Cuando despertó estaba atado a un árbol, con las manos a la espalda. La Adelaida enfrente, con la escopeta a su lado. Y entonces supo que estaba en problemas. Esa malnacida y su propia avaricia lo habían engañado. Al cincuenta por ciento.
—La cosa es muy sencilla —empezó a explicar Adelaida al ver que abría los ojos—. Te has partido la espalda cuando te empujé y caíste por el cerro. Tú ya estás muerto.
—Eres una hija de puta y te van a fusilar por esto —comenzó a decir el Alcalde. Adelaida cogió la escopeta, la giró enseñando la culata y le partió cinco dientes que el alcalde escupió sin remedio.

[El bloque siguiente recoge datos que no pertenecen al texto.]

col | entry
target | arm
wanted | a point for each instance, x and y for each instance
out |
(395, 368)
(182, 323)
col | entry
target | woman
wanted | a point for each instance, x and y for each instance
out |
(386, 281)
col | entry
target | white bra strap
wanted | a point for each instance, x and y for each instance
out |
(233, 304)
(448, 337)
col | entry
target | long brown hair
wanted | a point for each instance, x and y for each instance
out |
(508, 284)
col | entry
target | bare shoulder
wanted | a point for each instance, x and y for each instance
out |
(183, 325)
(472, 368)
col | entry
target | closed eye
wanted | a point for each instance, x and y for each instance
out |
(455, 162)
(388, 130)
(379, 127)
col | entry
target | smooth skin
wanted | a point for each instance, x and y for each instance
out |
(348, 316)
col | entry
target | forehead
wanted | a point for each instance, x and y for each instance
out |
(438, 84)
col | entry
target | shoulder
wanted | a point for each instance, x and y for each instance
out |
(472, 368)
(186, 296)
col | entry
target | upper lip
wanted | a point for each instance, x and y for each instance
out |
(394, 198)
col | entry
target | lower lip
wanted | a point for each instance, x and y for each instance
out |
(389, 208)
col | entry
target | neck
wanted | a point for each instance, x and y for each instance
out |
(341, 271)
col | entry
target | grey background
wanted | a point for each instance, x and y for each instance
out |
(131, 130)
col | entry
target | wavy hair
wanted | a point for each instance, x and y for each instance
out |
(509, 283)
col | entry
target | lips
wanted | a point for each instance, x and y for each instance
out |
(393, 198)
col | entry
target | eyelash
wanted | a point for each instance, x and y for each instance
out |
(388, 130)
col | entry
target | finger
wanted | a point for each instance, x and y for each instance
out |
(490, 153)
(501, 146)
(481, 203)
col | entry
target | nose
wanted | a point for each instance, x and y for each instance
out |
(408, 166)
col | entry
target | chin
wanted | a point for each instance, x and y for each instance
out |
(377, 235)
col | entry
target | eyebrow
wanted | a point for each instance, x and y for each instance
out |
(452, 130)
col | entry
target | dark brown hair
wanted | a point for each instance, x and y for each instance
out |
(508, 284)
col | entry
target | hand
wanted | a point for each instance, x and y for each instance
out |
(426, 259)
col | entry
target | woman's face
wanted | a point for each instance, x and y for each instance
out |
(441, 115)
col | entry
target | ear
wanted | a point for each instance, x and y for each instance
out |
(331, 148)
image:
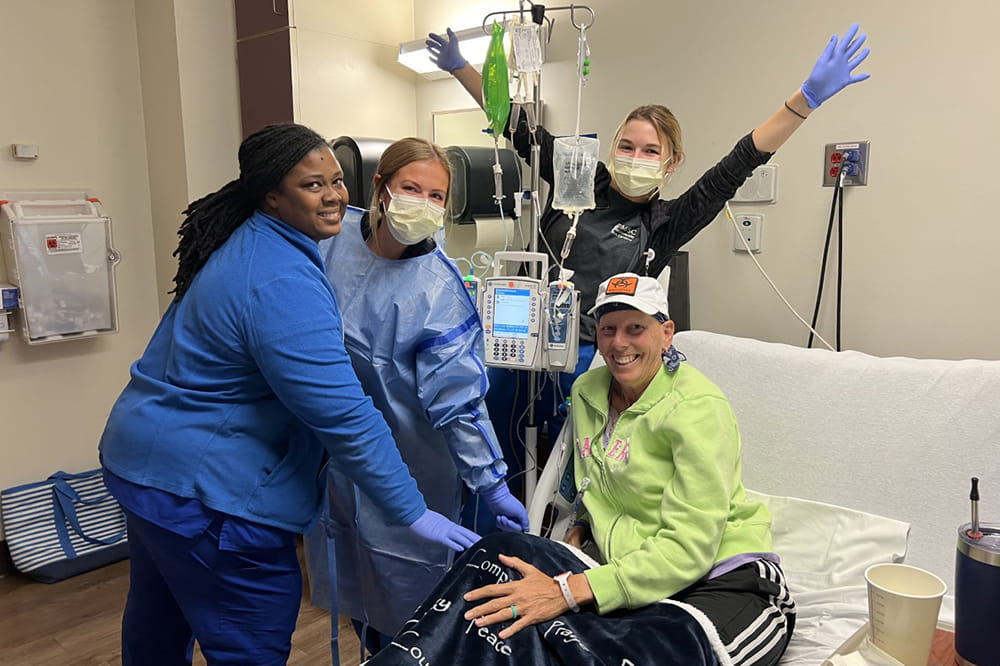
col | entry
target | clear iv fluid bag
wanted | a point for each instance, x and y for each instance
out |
(574, 162)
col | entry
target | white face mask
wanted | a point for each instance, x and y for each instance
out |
(412, 219)
(637, 176)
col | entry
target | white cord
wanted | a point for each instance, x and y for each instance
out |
(729, 214)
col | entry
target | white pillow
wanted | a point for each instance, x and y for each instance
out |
(824, 545)
(824, 551)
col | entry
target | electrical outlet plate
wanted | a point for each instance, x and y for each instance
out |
(751, 225)
(837, 155)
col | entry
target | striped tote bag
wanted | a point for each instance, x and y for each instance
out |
(62, 526)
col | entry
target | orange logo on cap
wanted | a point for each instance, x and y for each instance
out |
(623, 285)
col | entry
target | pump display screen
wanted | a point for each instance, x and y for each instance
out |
(511, 312)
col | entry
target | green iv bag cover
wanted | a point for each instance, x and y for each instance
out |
(496, 85)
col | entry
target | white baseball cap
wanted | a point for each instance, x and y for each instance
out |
(638, 292)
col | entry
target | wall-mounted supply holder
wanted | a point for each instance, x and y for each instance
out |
(751, 225)
(760, 187)
(60, 256)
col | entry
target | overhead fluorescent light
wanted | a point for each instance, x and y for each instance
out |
(473, 42)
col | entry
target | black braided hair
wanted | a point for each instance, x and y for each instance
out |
(265, 156)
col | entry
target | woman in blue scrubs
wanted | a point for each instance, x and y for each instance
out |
(198, 449)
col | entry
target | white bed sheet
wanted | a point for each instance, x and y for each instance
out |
(824, 551)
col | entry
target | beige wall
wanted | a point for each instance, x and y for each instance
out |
(99, 95)
(919, 272)
(73, 90)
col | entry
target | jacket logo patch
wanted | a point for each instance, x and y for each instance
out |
(626, 233)
(619, 451)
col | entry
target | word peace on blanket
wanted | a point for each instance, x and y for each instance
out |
(63, 526)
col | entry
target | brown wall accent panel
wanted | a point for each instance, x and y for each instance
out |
(254, 17)
(265, 67)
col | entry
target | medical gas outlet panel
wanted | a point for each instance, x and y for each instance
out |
(851, 158)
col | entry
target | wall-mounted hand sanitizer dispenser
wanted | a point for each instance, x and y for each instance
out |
(60, 256)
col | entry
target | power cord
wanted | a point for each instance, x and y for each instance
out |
(838, 196)
(732, 218)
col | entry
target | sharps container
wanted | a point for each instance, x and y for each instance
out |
(977, 595)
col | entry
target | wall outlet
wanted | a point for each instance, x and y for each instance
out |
(852, 157)
(750, 228)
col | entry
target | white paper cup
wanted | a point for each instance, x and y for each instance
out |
(903, 605)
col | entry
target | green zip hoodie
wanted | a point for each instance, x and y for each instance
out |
(665, 500)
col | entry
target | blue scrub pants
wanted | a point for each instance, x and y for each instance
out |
(241, 606)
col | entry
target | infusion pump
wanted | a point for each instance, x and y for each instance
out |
(529, 324)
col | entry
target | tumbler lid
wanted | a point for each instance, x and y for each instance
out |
(986, 548)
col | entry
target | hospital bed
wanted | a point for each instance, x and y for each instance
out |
(860, 459)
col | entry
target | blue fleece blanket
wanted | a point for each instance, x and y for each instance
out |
(437, 634)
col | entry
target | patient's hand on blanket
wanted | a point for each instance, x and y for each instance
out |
(536, 596)
(578, 536)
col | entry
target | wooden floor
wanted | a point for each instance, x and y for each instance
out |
(77, 621)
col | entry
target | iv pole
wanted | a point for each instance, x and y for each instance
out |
(539, 16)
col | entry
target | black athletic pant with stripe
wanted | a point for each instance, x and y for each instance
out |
(751, 609)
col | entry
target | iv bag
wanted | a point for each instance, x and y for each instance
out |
(574, 163)
(496, 84)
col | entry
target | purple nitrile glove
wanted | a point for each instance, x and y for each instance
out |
(511, 514)
(833, 71)
(435, 527)
(444, 51)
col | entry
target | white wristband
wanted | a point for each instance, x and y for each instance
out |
(563, 580)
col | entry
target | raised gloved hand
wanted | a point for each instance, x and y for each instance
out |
(435, 527)
(511, 514)
(444, 51)
(832, 72)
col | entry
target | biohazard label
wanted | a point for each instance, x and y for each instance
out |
(69, 243)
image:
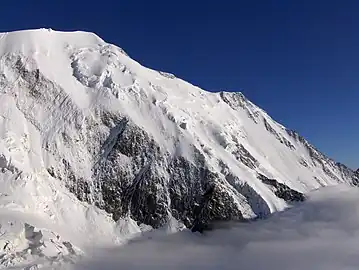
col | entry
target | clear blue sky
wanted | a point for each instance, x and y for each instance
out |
(299, 60)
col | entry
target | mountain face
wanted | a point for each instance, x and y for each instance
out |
(80, 114)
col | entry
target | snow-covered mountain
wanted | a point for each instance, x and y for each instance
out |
(93, 141)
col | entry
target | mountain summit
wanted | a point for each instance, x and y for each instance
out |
(88, 132)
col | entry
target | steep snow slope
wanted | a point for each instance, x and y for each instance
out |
(320, 234)
(83, 126)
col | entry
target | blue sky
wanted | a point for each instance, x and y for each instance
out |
(298, 60)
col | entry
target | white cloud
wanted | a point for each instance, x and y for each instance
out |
(322, 233)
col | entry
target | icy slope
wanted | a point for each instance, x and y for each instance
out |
(320, 234)
(79, 113)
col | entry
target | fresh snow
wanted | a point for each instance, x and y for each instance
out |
(320, 234)
(42, 224)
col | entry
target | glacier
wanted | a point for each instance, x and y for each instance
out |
(96, 148)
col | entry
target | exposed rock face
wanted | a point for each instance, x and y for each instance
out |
(145, 144)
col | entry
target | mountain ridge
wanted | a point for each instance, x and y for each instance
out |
(144, 144)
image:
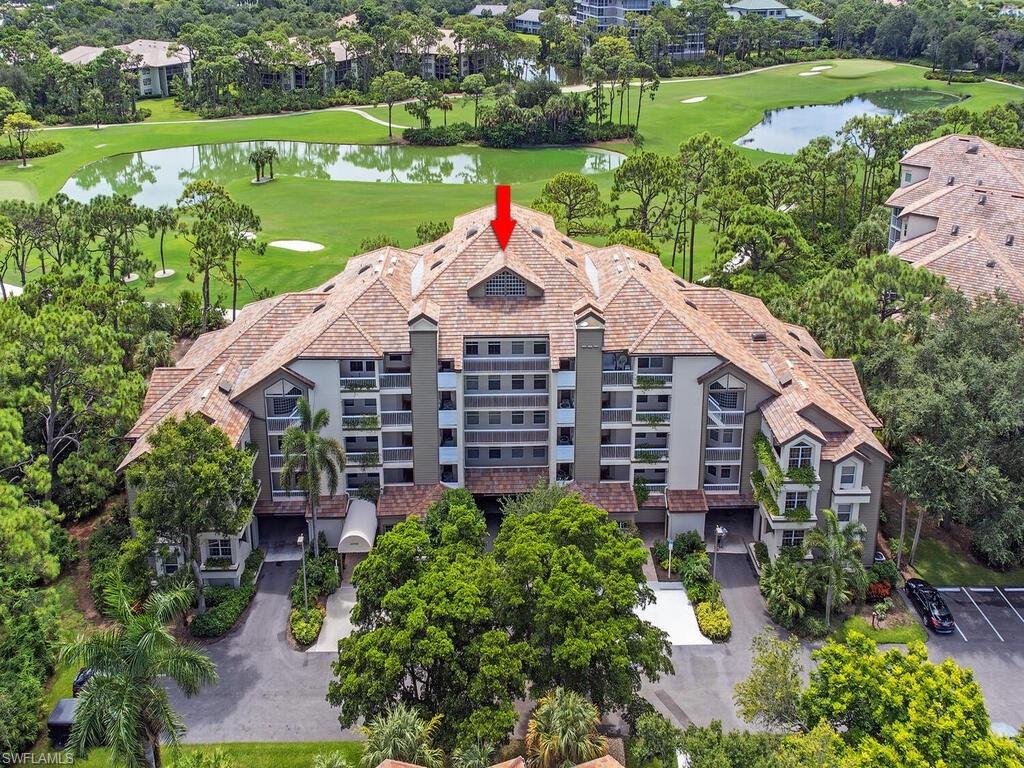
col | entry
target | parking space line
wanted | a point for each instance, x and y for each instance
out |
(968, 593)
(1010, 604)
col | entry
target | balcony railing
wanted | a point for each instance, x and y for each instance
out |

— ¿Tú ves a alguien? —Contestó Adelaida—. Como te decía, tú ya estás muerto. Si me dices dónde está enterrado, volveré y te pegaré un tiro. Si cuando llegue al pueblo, no está donde me dices, no me verás más y las alimañas harán el resto. Estamos donde Cristo no ha puesto un pie en su vida. Y tú, no volverás a caminar jamás. Hay mucho sendero para volver a rastras. Te doy hasta que oscurezca.
Dicen que la voz del alcalde grita cuando no hay luna y la noche es más negra. En los cerros pelados del monte, donde quedó como un alma en pena. Y mientras, la viuda lleva flores a una tumba entre olivos puesta, con una cruz que muestra un nombre, enterrado bajo aceitunas negras.